There is a Franciscan Friars shrine near our house, where I enjoy either walking on its trails, or sitting in its beautiful shaded spots. One shaded spot is next to a lotus pond. A couple of weeks ago, I first saw the pond on a sunny day in July. I had come upon the pond suddenly when I had lost my way in the wooded trails. It was a surprise to see huge pink lotuses blooming in North America. Likely the plants had been imported, because I later found that only a yellow variety (Nelumbo lutea) is native to North America; the pink variety, Nelumbo nucifera, is native to Southeast Asia and East Asia; the word nelumbo is of Sinhalese origin.
The pond in July had been filled with flowers, shining in the bright sun. For some reason I had felt that a few weeks would have passed, by the time I next saw the pond and that the lotuses would perhaps be gone by then.

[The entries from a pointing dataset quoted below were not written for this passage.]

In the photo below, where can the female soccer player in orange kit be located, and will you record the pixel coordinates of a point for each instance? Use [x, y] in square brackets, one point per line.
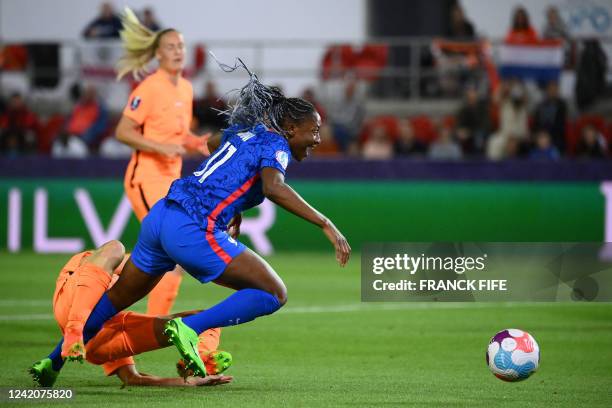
[92, 272]
[156, 123]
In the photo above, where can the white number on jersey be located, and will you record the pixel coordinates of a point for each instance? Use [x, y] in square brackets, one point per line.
[227, 150]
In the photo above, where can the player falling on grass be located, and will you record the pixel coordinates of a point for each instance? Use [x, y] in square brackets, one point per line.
[125, 335]
[189, 226]
[156, 124]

Indeed, two weeks had passed by the time I returned to the shrine. Perhaps because it’s already mid-August and summer is coming to an end, I was reminded of my friend’s comment last year around the same time, about his vegetable garden, which he takes care of like his baby. He had been sad at the passing of summer and had said that the last vegetable crops had been harvested, the plants were dying and there was just the smell of death. I wondered how the lovely pond would look today. Perhaps past its prime?
It has been raining for the past few days. The grass was wet as I walked over to the lotus pond. From a distance, I could see that some of the stalks were broken by last night’s rain. Also, many flowers had lost their petals, and their pollen-filled, soft, yellow pods were now empty, hard, and green. But there were still several beautiful blooms and even a couple of plump buds. I sat for a few minutes in the small shelter next to the pond. The large leaves were sprinkled with dew and some of them held the water in their center. I saw a little caterpillar on the leaf near me and realized it had a water drop on its legs. I thought perhaps the caterpillar was standing on the water drop. But the caterpillar moved, and the water drop moved with it. It was carrying the drop with it! Taking it where?…I wondered. As I looked around, I saw several caterpillars in various stages – eggs, small babies, and fully grown adults munching on the lotus leaves. The lotus leaves were now food for the caterpillars. The July sun had brought the lotuses. The August rains had brought the caterpillars, with food ready for them.
There is no death. There is only life in different forms.
Much later I remembered that while sitting in the lotus shelter I had been listening to the Amritabindu Upanishad lesson taught by Swami Advayananda. (Amritabindu = drop of nectar). Perhaps that little caterpillar was carrying a drop of nectar home.